When Sievers was accused of war crimes at the Doctors' Trial at Nuremberg, Hielscher in turn interceded for him, stating that Sievers was part of his clandestine resistance. Sievers was nevertheless condemned to death and executed in 1948.

Hielscher was criticized by his own followers for his leadership, the failure of his concept of clandestine resistance, and his attempts to defend Sievers. Disillusioned, and disappointed with his failure to save Sievers from execution, Hielscher publicly announced his retirement from all political activities, resolving to restrict his efforts to the purely religious.

==Life after 1945==

After the war, Hielscher retired from all public office. He lived with his wife Gertrud in Marburg and Münnerstadt and from 1964 at the secluded Rimprechtshof near Schönwald in the Black Forest.
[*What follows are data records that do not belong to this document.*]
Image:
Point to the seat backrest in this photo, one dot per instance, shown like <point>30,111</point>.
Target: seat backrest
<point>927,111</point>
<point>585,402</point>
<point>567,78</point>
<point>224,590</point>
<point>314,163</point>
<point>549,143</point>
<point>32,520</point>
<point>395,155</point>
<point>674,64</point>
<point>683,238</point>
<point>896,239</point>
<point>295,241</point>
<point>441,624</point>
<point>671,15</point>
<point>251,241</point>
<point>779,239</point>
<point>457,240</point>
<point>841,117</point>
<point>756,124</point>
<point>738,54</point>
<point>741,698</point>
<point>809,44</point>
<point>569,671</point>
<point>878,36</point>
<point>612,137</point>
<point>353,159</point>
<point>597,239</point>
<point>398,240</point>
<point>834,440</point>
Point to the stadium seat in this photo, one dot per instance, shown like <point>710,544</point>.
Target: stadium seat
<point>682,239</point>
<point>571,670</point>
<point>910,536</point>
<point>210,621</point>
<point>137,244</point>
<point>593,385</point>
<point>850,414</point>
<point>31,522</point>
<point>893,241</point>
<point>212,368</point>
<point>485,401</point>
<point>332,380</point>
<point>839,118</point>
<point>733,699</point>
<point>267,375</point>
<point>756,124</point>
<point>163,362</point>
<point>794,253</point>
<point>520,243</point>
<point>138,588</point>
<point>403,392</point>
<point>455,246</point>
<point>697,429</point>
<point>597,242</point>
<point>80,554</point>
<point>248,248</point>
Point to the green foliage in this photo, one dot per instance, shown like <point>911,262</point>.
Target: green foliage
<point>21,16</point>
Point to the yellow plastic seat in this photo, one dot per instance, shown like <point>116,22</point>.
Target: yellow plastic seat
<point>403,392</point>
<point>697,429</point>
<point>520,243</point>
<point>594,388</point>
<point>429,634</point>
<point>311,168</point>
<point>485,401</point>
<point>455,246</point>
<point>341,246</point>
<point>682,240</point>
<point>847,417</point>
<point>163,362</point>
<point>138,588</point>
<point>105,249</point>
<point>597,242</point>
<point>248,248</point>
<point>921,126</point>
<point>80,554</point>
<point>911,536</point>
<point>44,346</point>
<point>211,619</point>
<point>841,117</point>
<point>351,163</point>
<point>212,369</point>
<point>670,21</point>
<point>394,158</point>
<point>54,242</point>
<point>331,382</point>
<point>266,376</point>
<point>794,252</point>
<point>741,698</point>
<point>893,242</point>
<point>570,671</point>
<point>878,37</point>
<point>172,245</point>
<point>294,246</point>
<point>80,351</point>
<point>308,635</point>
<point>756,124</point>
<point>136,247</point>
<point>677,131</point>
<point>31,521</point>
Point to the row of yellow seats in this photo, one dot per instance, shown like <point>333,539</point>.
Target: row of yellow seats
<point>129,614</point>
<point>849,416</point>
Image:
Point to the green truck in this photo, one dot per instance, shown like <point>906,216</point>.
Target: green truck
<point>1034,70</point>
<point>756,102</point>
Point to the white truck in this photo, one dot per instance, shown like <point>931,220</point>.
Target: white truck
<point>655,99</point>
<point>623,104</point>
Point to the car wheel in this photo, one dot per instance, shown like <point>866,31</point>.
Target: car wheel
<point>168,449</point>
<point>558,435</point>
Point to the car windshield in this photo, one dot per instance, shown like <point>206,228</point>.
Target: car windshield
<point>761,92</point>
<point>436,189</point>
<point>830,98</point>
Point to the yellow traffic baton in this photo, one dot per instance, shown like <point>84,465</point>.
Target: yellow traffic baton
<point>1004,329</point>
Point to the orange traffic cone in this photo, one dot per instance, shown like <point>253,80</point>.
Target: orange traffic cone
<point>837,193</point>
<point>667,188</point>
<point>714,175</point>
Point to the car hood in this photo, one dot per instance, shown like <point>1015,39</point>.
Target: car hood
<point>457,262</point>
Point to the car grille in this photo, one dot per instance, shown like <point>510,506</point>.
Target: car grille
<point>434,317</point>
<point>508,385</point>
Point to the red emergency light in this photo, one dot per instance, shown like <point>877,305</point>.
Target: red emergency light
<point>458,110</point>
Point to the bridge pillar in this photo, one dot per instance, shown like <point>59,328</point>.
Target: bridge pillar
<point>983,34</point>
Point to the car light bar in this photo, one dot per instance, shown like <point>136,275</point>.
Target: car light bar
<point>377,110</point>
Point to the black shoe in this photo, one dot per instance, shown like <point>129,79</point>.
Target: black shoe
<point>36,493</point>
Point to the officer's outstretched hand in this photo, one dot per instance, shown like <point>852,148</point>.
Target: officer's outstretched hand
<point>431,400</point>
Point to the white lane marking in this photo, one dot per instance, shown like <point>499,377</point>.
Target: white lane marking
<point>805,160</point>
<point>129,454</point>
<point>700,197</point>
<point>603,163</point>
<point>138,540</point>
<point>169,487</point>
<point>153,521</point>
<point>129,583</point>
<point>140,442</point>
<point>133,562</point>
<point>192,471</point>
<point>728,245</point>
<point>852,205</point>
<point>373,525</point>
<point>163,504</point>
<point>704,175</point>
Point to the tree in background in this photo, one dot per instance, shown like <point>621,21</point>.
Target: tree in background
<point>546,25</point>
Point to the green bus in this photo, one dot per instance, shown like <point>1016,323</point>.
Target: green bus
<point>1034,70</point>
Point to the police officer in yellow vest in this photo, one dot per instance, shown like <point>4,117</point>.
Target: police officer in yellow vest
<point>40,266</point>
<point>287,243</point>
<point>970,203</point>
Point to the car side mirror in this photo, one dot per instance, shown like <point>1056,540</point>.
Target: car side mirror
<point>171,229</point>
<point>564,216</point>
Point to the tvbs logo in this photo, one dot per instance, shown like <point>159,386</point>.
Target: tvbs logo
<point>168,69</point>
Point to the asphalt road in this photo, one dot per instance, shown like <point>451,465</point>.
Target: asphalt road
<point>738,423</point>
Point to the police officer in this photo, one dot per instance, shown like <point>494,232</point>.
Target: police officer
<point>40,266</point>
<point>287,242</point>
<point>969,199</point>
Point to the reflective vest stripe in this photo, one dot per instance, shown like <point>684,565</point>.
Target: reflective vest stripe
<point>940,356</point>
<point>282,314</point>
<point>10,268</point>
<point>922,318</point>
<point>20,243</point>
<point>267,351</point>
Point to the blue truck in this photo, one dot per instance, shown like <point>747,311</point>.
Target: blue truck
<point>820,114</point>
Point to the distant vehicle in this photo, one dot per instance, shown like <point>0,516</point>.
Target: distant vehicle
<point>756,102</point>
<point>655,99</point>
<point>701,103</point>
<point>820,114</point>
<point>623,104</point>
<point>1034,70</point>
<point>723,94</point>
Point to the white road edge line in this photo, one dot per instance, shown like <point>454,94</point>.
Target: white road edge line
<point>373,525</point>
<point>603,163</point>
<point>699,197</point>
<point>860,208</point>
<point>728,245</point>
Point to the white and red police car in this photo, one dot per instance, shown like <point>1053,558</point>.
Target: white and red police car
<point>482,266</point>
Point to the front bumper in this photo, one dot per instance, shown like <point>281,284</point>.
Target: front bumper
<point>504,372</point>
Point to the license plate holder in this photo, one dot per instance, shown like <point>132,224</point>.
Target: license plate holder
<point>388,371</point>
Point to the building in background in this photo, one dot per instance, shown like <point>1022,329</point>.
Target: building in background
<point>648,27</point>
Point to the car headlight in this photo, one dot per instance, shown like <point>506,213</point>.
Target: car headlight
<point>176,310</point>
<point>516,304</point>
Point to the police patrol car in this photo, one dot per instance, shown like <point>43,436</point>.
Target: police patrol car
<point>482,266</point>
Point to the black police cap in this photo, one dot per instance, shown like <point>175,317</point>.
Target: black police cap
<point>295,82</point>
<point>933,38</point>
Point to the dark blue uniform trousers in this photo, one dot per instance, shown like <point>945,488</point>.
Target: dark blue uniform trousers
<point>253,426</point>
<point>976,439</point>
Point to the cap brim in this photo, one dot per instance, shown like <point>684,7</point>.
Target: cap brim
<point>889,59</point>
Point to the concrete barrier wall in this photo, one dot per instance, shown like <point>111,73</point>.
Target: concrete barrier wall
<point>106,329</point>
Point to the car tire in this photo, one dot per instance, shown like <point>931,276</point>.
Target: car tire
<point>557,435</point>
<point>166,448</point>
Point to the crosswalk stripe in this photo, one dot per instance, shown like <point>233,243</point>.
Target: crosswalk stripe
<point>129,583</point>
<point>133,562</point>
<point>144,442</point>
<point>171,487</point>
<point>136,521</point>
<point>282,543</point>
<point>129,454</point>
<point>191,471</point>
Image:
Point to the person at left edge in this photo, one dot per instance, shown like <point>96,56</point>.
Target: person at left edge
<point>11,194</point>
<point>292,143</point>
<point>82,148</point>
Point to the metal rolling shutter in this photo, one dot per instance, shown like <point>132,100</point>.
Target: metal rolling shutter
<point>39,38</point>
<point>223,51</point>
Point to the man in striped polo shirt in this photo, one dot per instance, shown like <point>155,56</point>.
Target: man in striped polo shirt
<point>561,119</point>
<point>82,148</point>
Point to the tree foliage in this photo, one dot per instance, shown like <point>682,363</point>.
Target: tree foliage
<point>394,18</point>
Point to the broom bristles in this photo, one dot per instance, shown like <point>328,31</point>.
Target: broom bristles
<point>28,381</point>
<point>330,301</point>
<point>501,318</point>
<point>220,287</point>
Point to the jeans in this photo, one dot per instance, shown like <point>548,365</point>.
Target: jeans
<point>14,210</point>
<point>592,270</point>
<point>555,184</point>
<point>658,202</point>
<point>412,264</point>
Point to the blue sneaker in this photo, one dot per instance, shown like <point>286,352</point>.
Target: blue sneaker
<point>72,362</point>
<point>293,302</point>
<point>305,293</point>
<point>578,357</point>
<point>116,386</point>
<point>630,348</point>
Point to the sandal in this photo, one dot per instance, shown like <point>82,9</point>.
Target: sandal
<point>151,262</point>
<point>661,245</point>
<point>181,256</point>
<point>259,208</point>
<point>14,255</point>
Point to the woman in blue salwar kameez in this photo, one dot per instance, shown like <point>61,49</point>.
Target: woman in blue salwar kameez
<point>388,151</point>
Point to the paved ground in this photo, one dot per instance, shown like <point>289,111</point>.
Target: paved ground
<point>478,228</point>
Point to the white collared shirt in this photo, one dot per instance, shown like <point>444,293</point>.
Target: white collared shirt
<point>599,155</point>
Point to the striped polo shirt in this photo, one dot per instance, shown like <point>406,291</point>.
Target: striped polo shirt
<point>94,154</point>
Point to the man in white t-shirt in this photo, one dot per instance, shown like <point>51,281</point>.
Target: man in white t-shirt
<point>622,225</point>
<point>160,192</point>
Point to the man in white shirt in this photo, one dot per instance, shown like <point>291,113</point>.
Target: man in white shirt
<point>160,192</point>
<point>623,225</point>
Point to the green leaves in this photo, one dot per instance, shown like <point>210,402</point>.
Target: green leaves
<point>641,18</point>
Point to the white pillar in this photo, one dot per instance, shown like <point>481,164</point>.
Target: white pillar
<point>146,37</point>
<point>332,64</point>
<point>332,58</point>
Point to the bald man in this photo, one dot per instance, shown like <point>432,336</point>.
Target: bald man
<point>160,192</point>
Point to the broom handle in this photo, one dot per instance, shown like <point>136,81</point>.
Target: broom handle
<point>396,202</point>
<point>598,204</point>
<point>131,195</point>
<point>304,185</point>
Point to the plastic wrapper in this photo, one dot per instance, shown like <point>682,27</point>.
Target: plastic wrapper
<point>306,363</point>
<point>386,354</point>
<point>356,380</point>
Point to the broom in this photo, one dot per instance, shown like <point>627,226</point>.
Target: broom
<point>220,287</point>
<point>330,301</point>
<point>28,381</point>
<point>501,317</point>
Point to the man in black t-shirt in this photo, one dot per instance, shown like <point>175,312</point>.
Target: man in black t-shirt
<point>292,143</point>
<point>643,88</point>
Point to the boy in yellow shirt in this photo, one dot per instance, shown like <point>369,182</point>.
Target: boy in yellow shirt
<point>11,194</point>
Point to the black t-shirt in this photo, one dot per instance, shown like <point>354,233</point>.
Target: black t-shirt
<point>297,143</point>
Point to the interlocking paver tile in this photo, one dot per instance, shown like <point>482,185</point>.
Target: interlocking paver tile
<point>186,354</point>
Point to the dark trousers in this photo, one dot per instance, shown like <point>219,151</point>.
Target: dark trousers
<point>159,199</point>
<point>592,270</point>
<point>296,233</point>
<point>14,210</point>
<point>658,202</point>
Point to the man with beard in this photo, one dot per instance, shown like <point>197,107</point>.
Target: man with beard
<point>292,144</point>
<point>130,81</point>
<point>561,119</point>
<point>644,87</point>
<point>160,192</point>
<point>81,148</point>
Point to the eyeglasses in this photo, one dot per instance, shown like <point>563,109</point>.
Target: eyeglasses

He was the editor of the Deutsche Corpszeitung during the 1960s, where he published a number of essays on academic fencing.

Hielscher continued to lead the UFK until his death in Furtwangen in 1990.

==Bibliography==
- 1928, Die Selbstherrlichkeit: Versuch einer Darsterstellung des deutschen Rechtsgrundbegriffs, Vormarsch-Verlag, Berlin.
- 1931, Das Reich, Hermann & Schulze, Leipzig.
- 1954, Fünfzig Jahre unter Deutschen, Rowohlt, Hamburg 1954 (autobiography)
- 1959, Zuflucht der Sünder, Dionysos-Verlag Thulcke & Schulze, Berlin.
- Peter Bahn (ed.), Die Leitbriefe der Unabhängigen Freikirche, Telesma, Schwielowsee, 2009 (online recension).
- Ernst Jünger / Friedrich Hielscher. Briefwechsel, Klett-Cotta, 2005, ISBN 3-608-93617-3 (edition of correspondence with Ernst Jünger).